Why Experix? | Linux Journal

Software

by Bill McConnaughey

on February 24, 2003

In the late 1970s, while at Cornell University, I made our first "cell poker" for studying the mechanical properties of living cells. Another person made a data acquisition device that accepted simple commands over a serial line. For people to operate this device, we needed software that would translate a concept such as "poke" into machine actions. We needed the software to output a motor control signal while digitizing the sensor signals, make graphs of the data, derive the probe force from the position measurements and graph the results, and send the data to the department's mainframe for archiving and more analysis.

Later, we moved to Washington University. Over the years our data acquisition and control platform evolved from the VAX-terminal-signal-averager configuration to PCs with analog signal cards. I wrote what could be called the precursor to Experix in NS32000 assembly language, and it ran on a single-board computer added to an 8085 system with CAMAC modules. Then the CAMAC/8085 system was replaced with the PC and DAQ card, and it became apparent that the program itself needed to move to the PC. I wrote the first version of Experix in C with some assembly under extended DOS. Its command language is based on the stack and operator model, and much of that has carried over to the present version, with some changes and many additions.

The demise of DOS and advent of networking forced me to update the platform, and first I dabbled in Microsoft Windows. I quickly was put off by the unavailability of information on how to write kernel modules and the difficulty of graphics. I want to control everything, not rely on packages that I can't modify and that are guaranteed to become obsolete and unmaintainable. Then I found Linux, or it found me, and the program has been growing happily ever since. We still use the DOS program for the cell poker, the tissue stretcher, the fluorescence photo-bleaching and the pollen poker that I installed recently at the University of Montreal. It is long past time to move on.

I like command strings. I can't tolerate GUIs that fill the screen with icons intended to provide information about what they do by means of little pictures, but need to be equipped with more-or-less informative messages that pop up if I park the mouse there long enough. I lack the patience to search through a tree of pull-down menus when I could have typed a command in half a second. That's no way to run an experiment when you need to be thinking about the science and your sample is expiring. GUIs may be suitable for a system characterized and simplified to the point where it nearly all fits on one screen. It definitely does not work for a complicated, buggy, home-made rig where people always want to do something I didn't think about when I wrote the software. And don't get me started on the wiring-diagram concept of data collection/analysis. It's completely inaccessible to the users and not at all a natural way to approach most of the problems I have encountered.

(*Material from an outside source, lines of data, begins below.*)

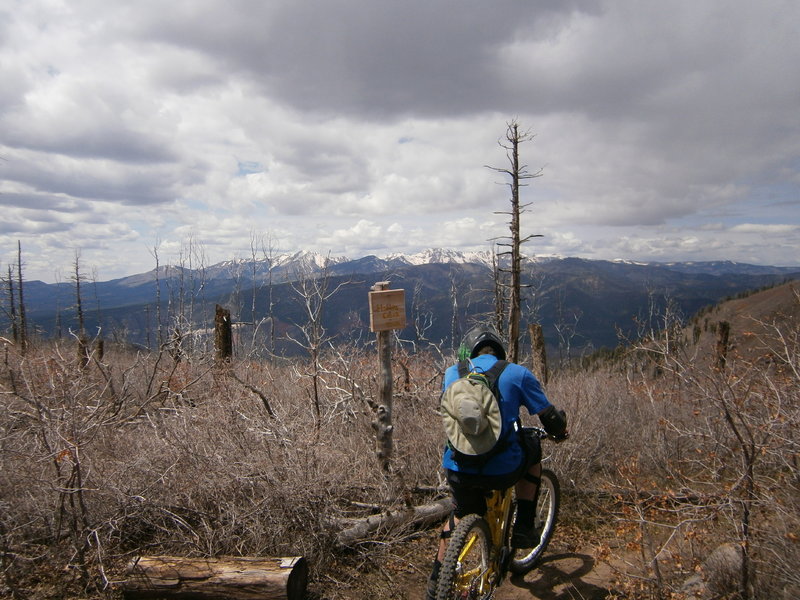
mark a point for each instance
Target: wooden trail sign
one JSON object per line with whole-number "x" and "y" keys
{"x": 387, "y": 308}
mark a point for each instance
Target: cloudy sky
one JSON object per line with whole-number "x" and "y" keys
{"x": 664, "y": 130}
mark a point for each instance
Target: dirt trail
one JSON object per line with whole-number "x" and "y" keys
{"x": 562, "y": 575}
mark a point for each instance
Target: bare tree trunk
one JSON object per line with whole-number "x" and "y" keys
{"x": 223, "y": 334}
{"x": 12, "y": 311}
{"x": 23, "y": 323}
{"x": 518, "y": 173}
{"x": 538, "y": 352}
{"x": 83, "y": 343}
{"x": 723, "y": 333}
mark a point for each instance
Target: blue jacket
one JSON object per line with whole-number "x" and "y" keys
{"x": 518, "y": 387}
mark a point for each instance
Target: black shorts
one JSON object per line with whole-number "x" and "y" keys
{"x": 470, "y": 490}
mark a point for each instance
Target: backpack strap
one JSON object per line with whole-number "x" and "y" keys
{"x": 493, "y": 374}
{"x": 463, "y": 368}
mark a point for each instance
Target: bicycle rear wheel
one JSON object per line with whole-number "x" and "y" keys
{"x": 465, "y": 570}
{"x": 547, "y": 505}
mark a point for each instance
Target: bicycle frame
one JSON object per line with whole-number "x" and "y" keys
{"x": 498, "y": 518}
{"x": 480, "y": 554}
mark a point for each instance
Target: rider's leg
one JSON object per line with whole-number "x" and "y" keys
{"x": 525, "y": 534}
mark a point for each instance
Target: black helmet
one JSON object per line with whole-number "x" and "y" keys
{"x": 478, "y": 338}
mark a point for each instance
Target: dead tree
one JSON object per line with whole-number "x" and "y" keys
{"x": 12, "y": 311}
{"x": 518, "y": 174}
{"x": 223, "y": 335}
{"x": 83, "y": 342}
{"x": 23, "y": 324}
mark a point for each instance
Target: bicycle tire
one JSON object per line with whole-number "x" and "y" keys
{"x": 547, "y": 505}
{"x": 466, "y": 560}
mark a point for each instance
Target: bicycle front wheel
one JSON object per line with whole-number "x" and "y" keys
{"x": 547, "y": 504}
{"x": 465, "y": 569}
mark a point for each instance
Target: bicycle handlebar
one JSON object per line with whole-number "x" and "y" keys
{"x": 542, "y": 434}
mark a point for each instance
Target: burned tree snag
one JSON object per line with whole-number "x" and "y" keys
{"x": 223, "y": 334}
{"x": 723, "y": 333}
{"x": 538, "y": 352}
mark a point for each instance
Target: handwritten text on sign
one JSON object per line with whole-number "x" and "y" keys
{"x": 387, "y": 310}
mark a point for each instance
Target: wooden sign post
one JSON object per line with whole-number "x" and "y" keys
{"x": 387, "y": 311}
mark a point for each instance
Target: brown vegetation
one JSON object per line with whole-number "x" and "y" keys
{"x": 669, "y": 458}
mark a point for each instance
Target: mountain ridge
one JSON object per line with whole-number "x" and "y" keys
{"x": 592, "y": 301}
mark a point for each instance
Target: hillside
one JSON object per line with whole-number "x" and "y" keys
{"x": 583, "y": 305}
{"x": 753, "y": 319}
{"x": 153, "y": 453}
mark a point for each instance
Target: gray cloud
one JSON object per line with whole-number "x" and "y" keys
{"x": 664, "y": 129}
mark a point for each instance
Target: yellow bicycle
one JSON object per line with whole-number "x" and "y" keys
{"x": 479, "y": 554}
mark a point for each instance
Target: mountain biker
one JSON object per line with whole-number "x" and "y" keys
{"x": 514, "y": 461}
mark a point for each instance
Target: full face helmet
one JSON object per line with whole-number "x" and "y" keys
{"x": 478, "y": 338}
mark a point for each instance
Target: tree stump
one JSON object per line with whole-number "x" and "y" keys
{"x": 225, "y": 578}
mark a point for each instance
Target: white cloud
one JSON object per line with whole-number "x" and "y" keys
{"x": 664, "y": 130}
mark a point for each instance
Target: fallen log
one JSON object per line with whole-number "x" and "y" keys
{"x": 418, "y": 516}
{"x": 226, "y": 578}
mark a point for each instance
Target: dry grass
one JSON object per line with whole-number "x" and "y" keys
{"x": 143, "y": 455}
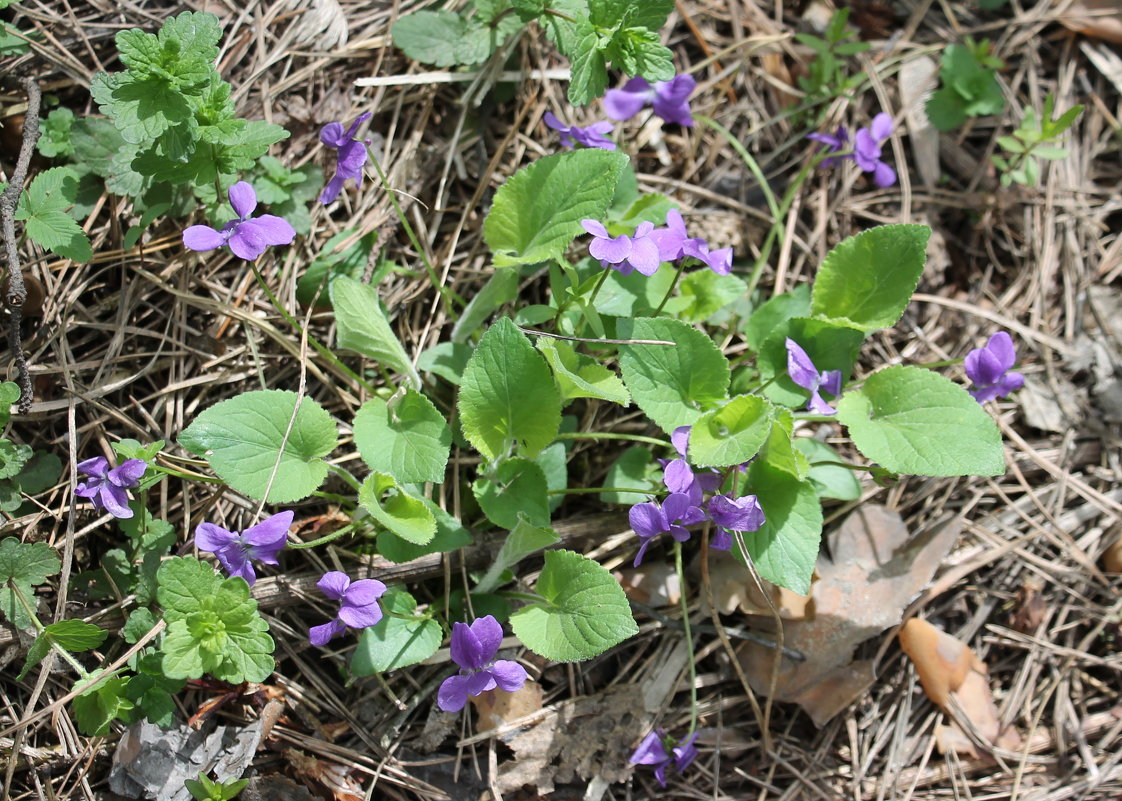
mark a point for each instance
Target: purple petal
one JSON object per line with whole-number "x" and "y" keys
{"x": 242, "y": 199}
{"x": 116, "y": 502}
{"x": 452, "y": 693}
{"x": 799, "y": 366}
{"x": 129, "y": 472}
{"x": 509, "y": 675}
{"x": 202, "y": 238}
{"x": 647, "y": 519}
{"x": 333, "y": 585}
{"x": 247, "y": 241}
{"x": 881, "y": 128}
{"x": 651, "y": 751}
{"x": 609, "y": 249}
{"x": 489, "y": 635}
{"x": 97, "y": 467}
{"x": 322, "y": 635}
{"x": 212, "y": 537}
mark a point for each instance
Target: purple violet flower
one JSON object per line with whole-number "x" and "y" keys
{"x": 866, "y": 150}
{"x": 652, "y": 751}
{"x": 108, "y": 489}
{"x": 247, "y": 237}
{"x": 624, "y": 254}
{"x": 650, "y": 519}
{"x": 743, "y": 514}
{"x": 358, "y": 608}
{"x": 835, "y": 143}
{"x": 987, "y": 368}
{"x": 674, "y": 242}
{"x": 235, "y": 552}
{"x": 474, "y": 648}
{"x": 590, "y": 136}
{"x": 803, "y": 373}
{"x": 670, "y": 99}
{"x": 351, "y": 155}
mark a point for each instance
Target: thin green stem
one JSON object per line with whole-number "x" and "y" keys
{"x": 683, "y": 597}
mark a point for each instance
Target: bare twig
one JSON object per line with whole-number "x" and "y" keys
{"x": 17, "y": 293}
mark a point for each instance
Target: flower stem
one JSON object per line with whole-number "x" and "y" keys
{"x": 689, "y": 636}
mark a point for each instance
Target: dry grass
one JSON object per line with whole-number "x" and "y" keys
{"x": 136, "y": 343}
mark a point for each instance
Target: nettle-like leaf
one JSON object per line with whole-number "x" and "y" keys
{"x": 579, "y": 376}
{"x": 585, "y": 613}
{"x": 672, "y": 384}
{"x": 364, "y": 329}
{"x": 507, "y": 397}
{"x": 537, "y": 211}
{"x": 394, "y": 507}
{"x": 396, "y": 642}
{"x": 23, "y": 567}
{"x": 410, "y": 440}
{"x": 43, "y": 208}
{"x": 212, "y": 625}
{"x": 867, "y": 279}
{"x": 516, "y": 490}
{"x": 910, "y": 420}
{"x": 784, "y": 550}
{"x": 246, "y": 436}
{"x": 730, "y": 434}
{"x": 523, "y": 540}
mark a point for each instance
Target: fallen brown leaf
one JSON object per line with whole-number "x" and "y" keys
{"x": 875, "y": 571}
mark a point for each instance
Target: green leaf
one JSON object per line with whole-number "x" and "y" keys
{"x": 585, "y": 613}
{"x": 396, "y": 642}
{"x": 517, "y": 490}
{"x": 784, "y": 550}
{"x": 829, "y": 480}
{"x": 430, "y": 37}
{"x": 634, "y": 469}
{"x": 398, "y": 511}
{"x": 450, "y": 536}
{"x": 408, "y": 440}
{"x": 213, "y": 625}
{"x": 913, "y": 421}
{"x": 730, "y": 434}
{"x": 95, "y": 709}
{"x": 364, "y": 329}
{"x": 507, "y": 398}
{"x": 672, "y": 384}
{"x": 244, "y": 439}
{"x": 774, "y": 313}
{"x": 868, "y": 278}
{"x": 523, "y": 540}
{"x": 579, "y": 376}
{"x": 24, "y": 565}
{"x": 76, "y": 635}
{"x": 537, "y": 211}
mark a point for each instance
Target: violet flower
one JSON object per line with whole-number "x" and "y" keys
{"x": 358, "y": 607}
{"x": 624, "y": 254}
{"x": 650, "y": 519}
{"x": 235, "y": 552}
{"x": 247, "y": 237}
{"x": 652, "y": 751}
{"x": 835, "y": 143}
{"x": 803, "y": 373}
{"x": 674, "y": 244}
{"x": 743, "y": 514}
{"x": 351, "y": 155}
{"x": 108, "y": 489}
{"x": 474, "y": 648}
{"x": 866, "y": 150}
{"x": 670, "y": 99}
{"x": 987, "y": 368}
{"x": 590, "y": 136}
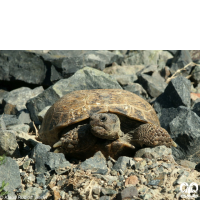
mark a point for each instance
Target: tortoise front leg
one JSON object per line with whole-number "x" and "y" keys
{"x": 150, "y": 135}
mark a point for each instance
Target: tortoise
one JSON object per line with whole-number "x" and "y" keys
{"x": 113, "y": 121}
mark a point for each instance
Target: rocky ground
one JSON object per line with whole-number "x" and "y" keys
{"x": 31, "y": 81}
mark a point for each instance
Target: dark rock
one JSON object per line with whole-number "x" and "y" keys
{"x": 39, "y": 155}
{"x": 108, "y": 191}
{"x": 176, "y": 94}
{"x": 10, "y": 120}
{"x": 151, "y": 80}
{"x": 8, "y": 144}
{"x": 185, "y": 130}
{"x": 45, "y": 160}
{"x": 137, "y": 89}
{"x": 24, "y": 117}
{"x": 95, "y": 163}
{"x": 156, "y": 152}
{"x": 21, "y": 66}
{"x": 122, "y": 163}
{"x": 196, "y": 75}
{"x": 84, "y": 79}
{"x": 127, "y": 193}
{"x": 181, "y": 58}
{"x": 9, "y": 172}
{"x": 104, "y": 198}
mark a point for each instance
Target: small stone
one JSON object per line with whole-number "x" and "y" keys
{"x": 132, "y": 180}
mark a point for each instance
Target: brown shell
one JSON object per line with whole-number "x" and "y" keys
{"x": 81, "y": 104}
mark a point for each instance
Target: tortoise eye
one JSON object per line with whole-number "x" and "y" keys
{"x": 103, "y": 119}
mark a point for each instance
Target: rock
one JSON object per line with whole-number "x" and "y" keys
{"x": 21, "y": 66}
{"x": 196, "y": 107}
{"x": 84, "y": 79}
{"x": 185, "y": 130}
{"x": 15, "y": 100}
{"x": 181, "y": 58}
{"x": 187, "y": 163}
{"x": 122, "y": 163}
{"x": 195, "y": 75}
{"x": 8, "y": 144}
{"x": 97, "y": 162}
{"x": 42, "y": 113}
{"x": 24, "y": 117}
{"x": 137, "y": 89}
{"x": 10, "y": 120}
{"x": 127, "y": 193}
{"x": 9, "y": 172}
{"x": 132, "y": 180}
{"x": 176, "y": 94}
{"x": 66, "y": 64}
{"x": 45, "y": 160}
{"x": 195, "y": 55}
{"x": 156, "y": 152}
{"x": 151, "y": 80}
{"x": 33, "y": 193}
{"x": 20, "y": 127}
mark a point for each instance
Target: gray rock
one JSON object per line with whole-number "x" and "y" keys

The success we have had with the old DOS program proves the validity of my approach, but the platform is now seriously obsolete. I have built the command interpreter and stack management systems for Linux, copied or adapted most of the functions in the DOS program, and introduced concurrent execution of commands submitted though timers. The graphics, however, are still at a primitive stage, and the device driver interface is not really thought out. My purpose in releasing Experix at this point is to find programmers who want to help me fill in the missing pieces. You can download the Experix source and help files at biochem.wustl.edu/~elelab/bm.htm. It runs on Intel PCs, uses SVGAlib and can demonstrate most of the features discussed below.

Experix from the User's Point of View

Because Experix is not running yet in the real world, some of this information is still only theoretical or a description of how we operate with the DOS program.

The user goes to his directory and invokes a shell script that runs Experix and directs it to a startup command file. That file defines commands and variables needed for the task. The goal in writing this is to find out what is being done in the experiment; divide that into logically separate tasks, such as performing a measurement, analyzing and presenting the data, storing the data, reviewing old data and so on; and make up commands written in the Experix language that accomplish these tasks. The commands finally provided to the user should be as simple as possible and should have easily rememberable names and arguments, as well as useful help messages.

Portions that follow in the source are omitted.